Writing in The New Yorker, Adam Gopnik notes, "Of all the amazing things the mind does, the most amazing may be that it can take sound and turn it into meaning. The rest of the double leaps the mind makes looks almost easy by comparison: we like pictures of babies at picnics in sunlight because, after all, in the world we like sunny days and chubby babies. The stories we tell in literature are like the lies we tell in life. But music is simply a set of physical vibrations that reach our eardrums; from those vibrations we make the emotional map of our lives" (Music To Your Ears, January 28, 2013).
The sound of music against the vibrating membrane of the eardrum is instantly organized by the brain not just into a stream of passing information but into an "auditory scene," a kind of dimensional space in which sounds are instantly separated, streamed, and regimented.
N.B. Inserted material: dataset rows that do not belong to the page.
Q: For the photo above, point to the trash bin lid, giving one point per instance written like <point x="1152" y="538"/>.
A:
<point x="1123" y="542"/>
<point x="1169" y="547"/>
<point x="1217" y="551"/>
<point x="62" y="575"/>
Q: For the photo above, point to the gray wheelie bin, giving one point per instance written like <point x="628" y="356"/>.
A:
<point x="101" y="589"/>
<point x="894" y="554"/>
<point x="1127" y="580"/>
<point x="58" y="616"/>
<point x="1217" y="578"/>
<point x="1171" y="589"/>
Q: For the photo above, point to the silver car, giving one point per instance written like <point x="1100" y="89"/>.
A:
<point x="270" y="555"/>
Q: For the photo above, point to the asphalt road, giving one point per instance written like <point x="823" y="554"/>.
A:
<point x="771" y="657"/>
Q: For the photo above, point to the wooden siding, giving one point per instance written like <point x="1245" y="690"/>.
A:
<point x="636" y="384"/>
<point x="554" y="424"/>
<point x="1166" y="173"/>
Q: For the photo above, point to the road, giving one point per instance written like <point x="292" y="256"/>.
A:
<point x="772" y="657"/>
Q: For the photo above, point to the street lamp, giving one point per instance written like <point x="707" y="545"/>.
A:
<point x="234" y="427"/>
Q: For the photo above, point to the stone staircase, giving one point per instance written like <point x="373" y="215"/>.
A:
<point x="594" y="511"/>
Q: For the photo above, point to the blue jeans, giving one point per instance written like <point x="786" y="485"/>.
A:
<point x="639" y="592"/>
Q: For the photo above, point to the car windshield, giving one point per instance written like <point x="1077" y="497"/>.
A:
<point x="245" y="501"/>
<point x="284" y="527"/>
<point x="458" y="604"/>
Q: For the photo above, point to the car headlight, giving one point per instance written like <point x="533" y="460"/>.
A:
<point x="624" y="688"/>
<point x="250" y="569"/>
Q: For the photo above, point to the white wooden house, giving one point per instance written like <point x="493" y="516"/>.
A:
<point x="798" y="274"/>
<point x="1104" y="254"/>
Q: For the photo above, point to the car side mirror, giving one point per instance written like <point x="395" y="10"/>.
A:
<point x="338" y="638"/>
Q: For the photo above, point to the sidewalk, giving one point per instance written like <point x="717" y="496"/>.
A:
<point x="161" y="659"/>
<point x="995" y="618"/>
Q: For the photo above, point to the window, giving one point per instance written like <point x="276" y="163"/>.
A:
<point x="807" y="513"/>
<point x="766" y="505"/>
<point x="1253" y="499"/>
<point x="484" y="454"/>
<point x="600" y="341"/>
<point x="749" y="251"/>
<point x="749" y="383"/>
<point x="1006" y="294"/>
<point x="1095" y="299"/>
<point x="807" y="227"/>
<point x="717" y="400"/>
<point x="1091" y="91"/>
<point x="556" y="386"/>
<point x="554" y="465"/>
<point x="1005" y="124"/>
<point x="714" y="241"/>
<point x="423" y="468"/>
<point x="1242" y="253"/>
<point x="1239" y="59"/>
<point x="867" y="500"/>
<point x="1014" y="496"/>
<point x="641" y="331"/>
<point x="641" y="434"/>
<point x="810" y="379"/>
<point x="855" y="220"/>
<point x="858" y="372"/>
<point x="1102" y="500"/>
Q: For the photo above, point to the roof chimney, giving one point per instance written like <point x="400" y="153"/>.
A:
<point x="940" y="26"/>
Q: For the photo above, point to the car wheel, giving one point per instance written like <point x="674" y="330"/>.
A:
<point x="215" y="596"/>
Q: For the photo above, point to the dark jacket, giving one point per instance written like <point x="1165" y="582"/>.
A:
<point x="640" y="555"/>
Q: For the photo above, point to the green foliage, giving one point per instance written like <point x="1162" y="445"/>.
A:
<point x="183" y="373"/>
As it turns out, Gopnik notes, the ear is a lot like what the Gestalt psychologists had found out years before about the eye - that it is a piece of the mind. The ear creates aural figures and aural backgrounds the way the eye makes figures and ground.
We store musical information in our head and manipulate it and play around with it. There seems to be two "systems" in the brain that respond to music. One is called veridical and responds to the pleasant sounds of the songs we already know. The other has been labeled sequential and anticipates the next note or harmonic move in an unfamiliar phrase of music. The sequential system is stimulated when music follows the logic of the notes or surprises us in some way that isn't merely arbitrary.
This has two interesting implications to me. First, that music that we experience is not really created by the performer so much as by the listener, who decodes all of the aural information entering the ears, synthesizes it, and reconstructs it as something called "music." Two person's experience of the same musical passage may be completely different, depending on how their individual minds process it. This is why some people can, say, love metal but hate opera, and vice versa.
Second, this ability to create music in our mind is obviously based on our own individual experiences, which is why some foreign musics can sound so unfamiliar and, well, non-musical at first. But as we start to develop some familiarity with new musics, we develop sets of mental templates of where notes should go, where they stop and start, and how the various lines are supposed to fit together. This helps explain some of the camaraderie among devotees of particular genres of music - people who's minds can create enjoyable music out of the complexity of orchestral proceedings or the simplicity of a strummed guitar have similar templates and likely similar past experiences, and are probably more likely to be compatible on a social or personal level than those with different sets of templates.
These mental templates, acquired during our lifetime of experience, are of course samskara, our mental formations, the "mental maps" of Erich Fromm. The Buddha recognized samskara as one of the aggregates that constituted the ego-self, as well as the necessary condition for the arising of ego-consciousness. As it turns out, they also are why we humans can hear and appreciate music while all other animals seem to regard our precious and beloved music as mere noise, with the possible exception of whales, whose music sounds so strange and foreign to our human ear-minds, as human and cetacean samskara must be quite different (if the latter even exists at all).
I have often asserted that all music, without exception, is a direct expression of the buddha-dharma. With this new understanding, this statement now seems more true than ever.